What does HackerNews think of fastText?

Fediverse and Naive Bayes: The Grandfather of Spam Filters Still Making Waves | Aug 2023

Was working in NLP from about 2014-2020. At the start, NB was indeed generally the best performing baseline model you could use, and we would train it for every task. However, we came to realise that Facebook's FastText model[1] was almost always the better choice as soon as your training set was more than a few hundred samples. Some advantages:

- accuracy generally a few points better than NB

- better generalisability due to the word embeddings acting as a bottleneck on expressiveness compared to NB or logistic regression which essentially model all words / bigrams as independent

- trained with cross-entropy, meaning that model scores can be used more effectively as a 'confidence' - e.g. for spam if you want to say something like "if prediction score > X, then filter", Naive Bayes is not ideal due to the 'naive' assumption which makes the scores very un-calibrated (it tends to give extremely high or low confidence scores, which gets worse with document length).

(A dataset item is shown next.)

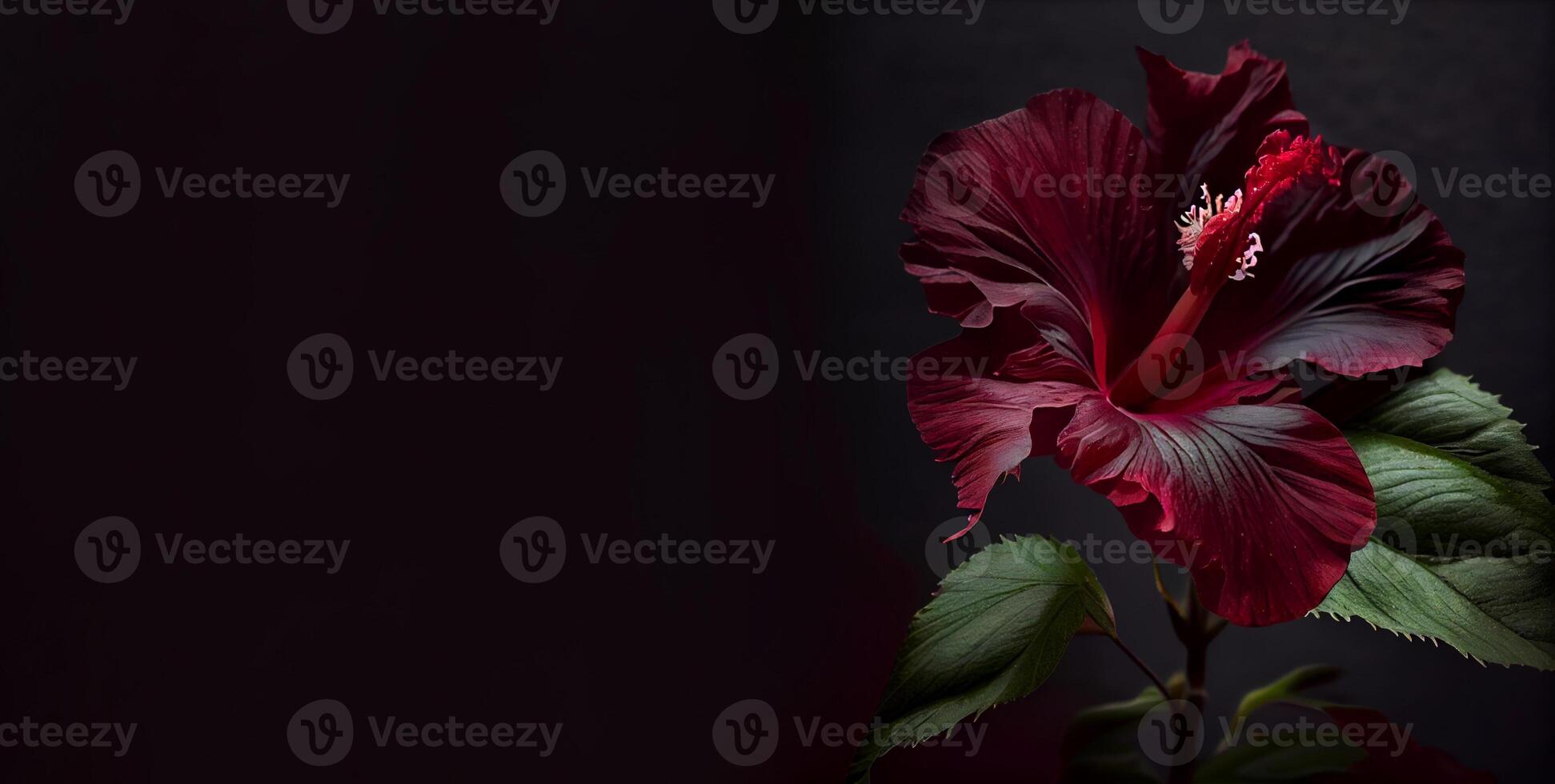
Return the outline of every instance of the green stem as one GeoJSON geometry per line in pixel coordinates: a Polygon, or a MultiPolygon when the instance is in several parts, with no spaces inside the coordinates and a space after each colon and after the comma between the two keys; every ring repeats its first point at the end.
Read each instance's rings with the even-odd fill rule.
{"type": "MultiPolygon", "coordinates": [[[[1204,716],[1208,697],[1204,684],[1207,680],[1210,641],[1225,628],[1225,621],[1210,614],[1204,602],[1199,600],[1199,591],[1191,582],[1188,583],[1188,600],[1183,604],[1186,607],[1182,610],[1176,605],[1169,608],[1172,630],[1177,632],[1177,639],[1188,649],[1188,702],[1199,709],[1199,716],[1204,716]]],[[[1171,768],[1171,775],[1166,779],[1168,784],[1191,782],[1197,767],[1199,761],[1194,758],[1183,765],[1171,768]]]]}
{"type": "Polygon", "coordinates": [[[1123,644],[1123,638],[1116,638],[1115,636],[1115,638],[1112,638],[1112,641],[1116,642],[1118,647],[1129,656],[1129,660],[1134,661],[1134,664],[1137,667],[1140,667],[1140,672],[1143,672],[1144,677],[1149,678],[1151,683],[1155,684],[1155,689],[1162,692],[1162,698],[1169,700],[1171,698],[1171,692],[1166,691],[1166,684],[1162,683],[1162,680],[1160,680],[1158,675],[1155,675],[1155,670],[1152,670],[1151,666],[1144,663],[1144,660],[1141,660],[1137,653],[1134,653],[1134,650],[1129,649],[1129,646],[1124,646],[1123,644]]]}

- is completely linear (or at least log-linear like NB), so explainability is super simple.

disclaimer: I haven't really thought about NLP for about 3 years so there may be something better than this now

[1] https://github.com/facebookresearch/fastText

How to solve most NLP problems: a step-by-step guide | Jan 2018

Word2Vec and bag-of-words/tf-idf are somewhat obsolete in 2018 for modeling. For classification tasks, fasttext (https://github.com/facebookresearch/fastText) performs better and faster.

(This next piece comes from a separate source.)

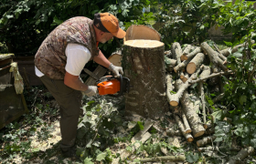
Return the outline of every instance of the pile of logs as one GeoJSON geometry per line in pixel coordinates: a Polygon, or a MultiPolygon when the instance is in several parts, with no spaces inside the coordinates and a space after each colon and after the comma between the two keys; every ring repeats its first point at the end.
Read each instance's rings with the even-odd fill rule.
{"type": "MultiPolygon", "coordinates": [[[[252,41],[254,43],[254,41],[252,41]]],[[[204,42],[200,46],[187,45],[182,50],[179,43],[174,43],[170,51],[165,51],[166,63],[166,96],[174,113],[174,118],[182,135],[188,142],[195,138],[202,137],[207,131],[214,131],[210,120],[207,120],[204,83],[219,85],[220,95],[216,98],[221,99],[220,76],[231,76],[232,71],[227,68],[227,57],[235,53],[240,47],[247,46],[241,44],[233,48],[219,50],[216,46],[214,50],[204,42]],[[197,83],[198,96],[189,94],[190,86],[197,83]],[[201,110],[201,115],[197,111],[201,110]],[[202,117],[202,119],[200,118],[202,117]]],[[[211,85],[213,86],[213,85],[211,85]]],[[[210,110],[209,110],[210,114],[210,110]]],[[[197,142],[198,150],[206,144],[212,143],[214,136],[205,137],[197,142]]]]}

Fasttext is also available in the popular NLP Python library gensim, with a good demo notebook: https://radimrehurek.com/gensim/models/fasttext.html

And of course, if you have a GPU, recurrent neural networks (or other deep learning architectures) are the endgame for the remaining 10% of problems (a good example is SpaCy's DL implementation: https://spacy.io/). Or use those libraries to incorporate fasttext for text encoding, which has worked well in my use cases.

Word vectors are awesome but you don’t need a neural network to find them | Oct 2017

https://github.com/facebookresearch/fastText this is Facebook's super efficient word2vec like implemention. i thought ppl might find it interesting

Word vectors are awesome but you don’t need a neural network to find them | Oct 2017

also, word2vec are super fast and work great. the text has no convincing argument on why not to use them, unless you don't want to learn basic neutral nets. even then, just use Facebook fast text : https://github.com/facebookresearch/fastText

How we built Tagger News: machine learning on a tight schedule | May 2017

Link to original HN submission: https://news.ycombinator.com/item?id=14337275

It's worth noting for future reference that in terms of supervised learning of labels given a text document input, fasttext (https://github.com/facebookresearch/fastText) is leagues ahead of conventional approaches in both accuracy and training speed, and there is a Python interface (https://github.com/salestock/fastText.py) for use with Django/Flask (unfortunately, recent fasttext changes have broken the interface for now).

Tomáš Mikolov on Word2vec and AI research at Microsoft, Google, Facebook [audio] | Feb 2017

Great podcast.

The world owes a big THANK YOU to Tomáš Mikolov, one of the creators of Word2Vec[0] and fastText[1], and also to Radim Řehůřek, the interviewer, who is the creator of gensim[1].

The number of software developers and researchers in industry and academia who rely on the work of these two individuals is large and growing every day.

[0] https://code.google.com/p/word2vec/

[1] https://github.com/facebookresearch/fastText

[2] https://radimrehurek.com/gensim/

Parallelizing Word2Vec in Multi-Core and Many-Core Architectures | Dec 2016

It's worth noting that fasttext, which was made in part by the original word2vec authors, can handle as many cores as you throw at it.

https://github.com/facebookresearch/fastText

How Quid uses deep learning with small data | Nov 2016

The baseline I'd like to see this compared to is the not-very-deep-learning "bag of tricks" that's conveniently implemented in fastText [1].

[1] https://github.com/facebookresearch/fastText

Machine Learning for Emoji Trends | Aug 2016

This was posted in 2015, but now that fasttext (https://github.com/facebookresearch/fastText), just released by Facebook and can scale to Instagram-sized datasets, can create word vectors better than word2vec which account for context (https://arxiv.org/pdf/1607.04606v1.pdf), this type of analysis will only improve in the future.

Bag of Tricks for Efficient Text Classification | Aug 2016

Link to source code: https://github.com/facebookresearch/fastText

The big result here is the 15,000x speedup compared to a neural network, and which increases as the size of the dataset increases. But this doesn't mean neural networks are worthless. From the paper:

Although deep neural networks have in theory much higher representational power than shallow models, it is not clear if simple text classification problems such as sentiment analysis are the right ones to evaluate them.